Slowing down and downsizing. It’s what we do as we get older. I don’t think I’m 6ft 1in anymore though my passport says I am. And I run more slowly. Probably think more slowly too. (At which point, a pause, as I gather my thoughts). I now live in a flat, and the family home is a memory. My car is smaller. But, my car isn’t slower. No, at the age of 62 I bought a faster car, and speeded up, almost imperceptibly to me but not to that roadside camera that caught me speeding last month.
There are it seems two kinds of slowness, that brought on by age and circumstances, and the slowness that I (or when I’m driving I don’t) choose for myself. The latter I can do at any age. In all the whirl of activity we get up to in our teens and twenties we don’t normally appreciate the virtues of slowing down, but nonetheless it’s an option for everyone.
There’s that old W.H. Davies poem, ‘What is this life so full of care, we have no time to stand and stare’. I thought that might be a nice neat poetic summary of the idea, but it’s not. That’s about stopping and starting, and maybe increasing the amount we stop…
No, this is about slowness, about taking in and enjoying the world as we travel through it, being mindful of it, finding our own pace, not been swept along at someone else’s pace. Curiously, by this definition you can do slowness at speed.

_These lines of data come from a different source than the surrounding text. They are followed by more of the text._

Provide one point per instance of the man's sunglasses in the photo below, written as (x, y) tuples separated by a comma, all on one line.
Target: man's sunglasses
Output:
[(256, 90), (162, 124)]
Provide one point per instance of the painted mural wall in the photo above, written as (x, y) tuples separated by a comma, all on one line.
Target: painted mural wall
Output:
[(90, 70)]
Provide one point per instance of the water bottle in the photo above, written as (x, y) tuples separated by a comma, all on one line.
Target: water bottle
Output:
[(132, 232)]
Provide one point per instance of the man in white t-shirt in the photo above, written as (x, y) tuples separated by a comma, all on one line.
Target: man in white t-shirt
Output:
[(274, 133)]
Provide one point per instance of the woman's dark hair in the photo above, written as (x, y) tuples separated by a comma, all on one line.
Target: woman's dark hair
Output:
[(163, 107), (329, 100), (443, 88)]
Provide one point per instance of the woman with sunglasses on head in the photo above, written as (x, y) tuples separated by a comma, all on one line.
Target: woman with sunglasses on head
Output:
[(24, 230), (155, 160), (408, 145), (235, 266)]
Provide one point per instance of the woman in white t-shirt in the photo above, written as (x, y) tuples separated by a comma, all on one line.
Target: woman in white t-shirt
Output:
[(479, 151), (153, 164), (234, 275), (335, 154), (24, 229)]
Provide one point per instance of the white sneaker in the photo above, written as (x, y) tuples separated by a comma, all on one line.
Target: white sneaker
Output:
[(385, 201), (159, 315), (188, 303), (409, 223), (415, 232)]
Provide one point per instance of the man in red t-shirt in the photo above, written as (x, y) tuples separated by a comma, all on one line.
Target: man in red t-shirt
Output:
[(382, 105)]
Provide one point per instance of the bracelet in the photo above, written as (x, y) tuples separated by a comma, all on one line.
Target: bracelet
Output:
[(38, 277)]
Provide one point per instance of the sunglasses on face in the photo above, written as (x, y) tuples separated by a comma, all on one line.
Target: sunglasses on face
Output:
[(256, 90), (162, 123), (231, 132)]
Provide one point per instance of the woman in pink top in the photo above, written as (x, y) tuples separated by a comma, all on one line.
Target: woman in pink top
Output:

A river runs through my girlfriend’s garden. On a bad day it ran though the house, but that’s another story. It’s faster and muddier after rain, slower and clearer in drier spells. But it’s pace is steady.
Schumacher has a chapter called Buddhist economics. We define ourselves by who we are, not by what we possess.I’d forgotten about Buddhist economics when I called this blog Zen Politics. So there’s a challenge. How can Zen work not just in everyday life, but in political life? And can we talk about it without being incredibly boring? John Humphries should be nice to everyone, David Cameron should be nice to Gordon Brown, we should all be nice to Nick Griffin, and even forgive the guy, we should learn to love the Barclay brothers (pet dislike), owners of the Telegraph.
If I can find anything useful to say on the subject you’ll hear more from me!!